# Am I the only person who isn't interested in a 5d mkIII?



## Chris primadona (Sep 28, 2011)

It's so frustrating seeing everyone praying for their new 5d/7d/60d/ti etc!. 
I find myself in a hard place right now, I'm an owner of a 1d mkIII and it's getting close to the time for an upgrade. The pro body is the only choice for me as I need/use the pro features of the 1 series. 
My choices are the 1ds mkIII (its basicly the exact same camera as mine, but a slightly larger sensor, more mp and half the framerate) or the 1d mkIV that gives me a few more mp, a tiny improvment in low light noise and a better lcd screen for 2x-3x the price that my current body is worth and its not FF. 
I really think Canon need to push the development of this new 1 series before they look at any of their other lineup!. Their only pro body full frame camera is older than my middle aged pet dog!

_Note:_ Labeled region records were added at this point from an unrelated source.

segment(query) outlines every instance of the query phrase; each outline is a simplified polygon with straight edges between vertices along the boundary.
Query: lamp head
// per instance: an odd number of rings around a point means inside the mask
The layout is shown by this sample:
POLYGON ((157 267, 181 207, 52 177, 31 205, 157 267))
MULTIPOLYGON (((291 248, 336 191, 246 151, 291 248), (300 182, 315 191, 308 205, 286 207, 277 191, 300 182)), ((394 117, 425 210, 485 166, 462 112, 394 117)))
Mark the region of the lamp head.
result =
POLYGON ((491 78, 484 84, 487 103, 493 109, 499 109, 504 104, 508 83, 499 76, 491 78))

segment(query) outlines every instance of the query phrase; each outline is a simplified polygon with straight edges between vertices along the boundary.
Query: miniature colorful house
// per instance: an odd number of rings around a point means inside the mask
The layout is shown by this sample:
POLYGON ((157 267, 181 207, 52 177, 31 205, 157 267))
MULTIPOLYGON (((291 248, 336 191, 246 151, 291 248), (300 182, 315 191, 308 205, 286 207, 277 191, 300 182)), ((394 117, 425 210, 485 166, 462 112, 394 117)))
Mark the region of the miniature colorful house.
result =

I really am waiting as patiently as I possibly can for the new 1 series full frame camera and I'm losing some hair over it! :'(
If I never had so much money invested in glass I would probably be looking at entry level medium format cameras by now.

A few release dates so you can see where I'm coming from...
1ds mkIII Aug 2007 (update it now!)
5d mkII Sep 2008 (not very old, but sure update it after the 1 series)
7d Sep 2009 (whats actually wrong with the current 7d?)


----------



## photogaz (Sep 28, 2011)

Ofcourse you're not the only one. Any 1Ds or 1D owner isn't going to be excited about a 5D Mark III as there will be certain things that will still be a downgrade.

People interested in the 5d Mark III are Mark I, Mark II and 7D owners looking for an upgrade. Personally, I think we'll see a 1Ds upgrade before the 5D Mark III.


----------



## alipaulphotography (Sep 28, 2011)

You are one of few - put it that way. 

I have never needed high frame rate. In my eyes, photography is all about good timing and judgement. I treat my 5D like a film camera, one shot at a time, manual focus, I don't use the LCD screen and rely on experience and a light meter. I would rather shoot film infact if development costs weren't so high for shooting hundreds of photos at weddings.

We'll see a new body all in good time, but until then we can all work on our ability to read the light, composition, anticipation, timing.


----------



## Chris primadona (Sep 28, 2011)

alipaulphotography said:


> You are one of few - put it that way.
> 
> I have never needed high frame rate. In my eyes, photography is all about good timing and judgement. I treat my 5D like a film camera, one shot at a time, manual focus, I don't use the LCD screen and rely on experience and a light meter. I would rather shoot film infact if development costs weren't so high for shooting hundreds of photos at weddings.
> 
> We'll see a new body all in good time, but until then we can all work on our ability to read the light, composition, anticipation, timing.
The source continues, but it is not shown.